I was volunteering at the free clinic in Pioneer Square when the oxygen tanks in the storage room blew. The explosion rocked the foundation, shattering windows and filling the air with acrid, black smoke. Screams erupted, a chaotic symphony of terror.
Instinct took over. I moved through the haze, guiding coughing patients toward the exit, my hands steady even as the heat blistered the paint on the walls. "Stay low," I commanded, my voice cutting through the panic. "Move."
I pushed the last patient, an elderly man with a walker, into the arms of a paramedic outside. The fresh air tasted sweet, but I didn't follow him.
I looked back into the inferno. The flames licked at the ceiling, curling like hungry tongues.

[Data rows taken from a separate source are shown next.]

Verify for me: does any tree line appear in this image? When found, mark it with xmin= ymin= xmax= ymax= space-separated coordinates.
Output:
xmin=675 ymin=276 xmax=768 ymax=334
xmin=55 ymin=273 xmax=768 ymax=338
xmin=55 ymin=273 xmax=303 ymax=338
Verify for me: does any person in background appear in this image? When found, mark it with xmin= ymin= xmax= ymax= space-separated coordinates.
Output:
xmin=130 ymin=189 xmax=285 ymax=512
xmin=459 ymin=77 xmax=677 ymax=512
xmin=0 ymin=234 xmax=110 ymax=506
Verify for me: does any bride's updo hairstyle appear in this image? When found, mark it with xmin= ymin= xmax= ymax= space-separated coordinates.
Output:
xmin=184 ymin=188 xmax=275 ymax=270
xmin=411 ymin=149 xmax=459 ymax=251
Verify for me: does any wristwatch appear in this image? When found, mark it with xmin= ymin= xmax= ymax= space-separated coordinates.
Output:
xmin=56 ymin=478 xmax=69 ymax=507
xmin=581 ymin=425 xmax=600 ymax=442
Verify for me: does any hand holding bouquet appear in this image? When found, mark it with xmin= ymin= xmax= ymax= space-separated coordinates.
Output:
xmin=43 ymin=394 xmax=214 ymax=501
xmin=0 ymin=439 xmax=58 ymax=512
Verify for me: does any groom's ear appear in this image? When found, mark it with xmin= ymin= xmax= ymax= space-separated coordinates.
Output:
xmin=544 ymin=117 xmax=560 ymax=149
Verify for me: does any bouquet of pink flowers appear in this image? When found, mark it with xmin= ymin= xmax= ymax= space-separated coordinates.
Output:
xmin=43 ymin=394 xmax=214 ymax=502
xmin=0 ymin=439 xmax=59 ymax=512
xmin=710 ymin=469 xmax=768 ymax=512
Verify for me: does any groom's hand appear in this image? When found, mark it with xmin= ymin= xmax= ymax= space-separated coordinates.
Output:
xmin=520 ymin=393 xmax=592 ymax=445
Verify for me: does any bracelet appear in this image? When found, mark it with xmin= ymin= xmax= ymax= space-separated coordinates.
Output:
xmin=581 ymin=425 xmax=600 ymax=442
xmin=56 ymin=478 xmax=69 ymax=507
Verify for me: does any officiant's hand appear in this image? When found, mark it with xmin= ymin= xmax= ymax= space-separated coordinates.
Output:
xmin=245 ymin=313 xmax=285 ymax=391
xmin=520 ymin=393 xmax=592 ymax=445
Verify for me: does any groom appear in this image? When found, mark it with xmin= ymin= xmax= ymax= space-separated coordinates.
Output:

The heat was immense, a physical weight pressing against my chest.
*Seventy-two hours.*
This was it. The release. The shed skin.
I turned back toward the fire. I walked deeper into the clinic, past the reception desk where I’d spent countless hours filling out forms for the uninsured. A beam crashed down in the hallway, blocking the path, sparks cascading like rain. I stopped in the center of the waiting room, the fire roaring around me.
I closed my eyes. I didn't feel fear. I felt a profound, aching longing. *High Priestess, I am ready. Take this vessel.*
The smoke filled my lungs, heavy and final. I waited for the darkness, for the separation of spirit and flesh.
Instead, I felt a violent yank on my arm.
"Are you insane?"
The voice was young, cracking with puberty and rage. My eyes flew open. Sawyer.
He was there, a bandana pressed over his mouth, his eyes streaming from the smoke. He wasn't looking at me with concern. He was looking at me with furious embarrassment.
"Let me go, Sawyer!" I screamed, trying to pull away toward the flames.
"stop it!" he yelled, his grip like iron. He dragged me backward, his strength surprising me. "You are not doing this!"
He hauled me through the broken doors and out onto the sidewalk. The cool air hit me like a slap. I collapsed onto the concrete, coughing, soot staining my scrubs. Firefighters rushed past us, hoses blasting water into the sanctuary I had tried to claim.
Sawyer stood over me, ripping the bandana from his face. He wasn't crying. His face was twisted in a sneer.
"What is wrong with you?" he hissed, glancing around at the crowd of onlookers and news cameras gathering behind the police tape. "Were you trying to be a martyr? 'Tragic doctor dies saving the poor'? God, you are so desperate for attention."
I pushed myself up on trembling arms, the concrete scraping my palms. "I wanted... peace, Sawyer."
"Peace?" He laughed, a cruel, jagged sound. "You wanted a headline. You wanted to make Dad and Emilia look bad for moving on. 'Look at poor Roselyn, driven to suicide.' It's selfish. It's embarrassing."
He leaned down, his voice dropping to a venomous whisper. "You don't get to ruin my reputation just because your life is over. Get up. You're making a scene."
I looked at my son—the boy I had birthed twice, once from my womb and once from my own immortality. He hadn't saved me. He had sentenced me to live.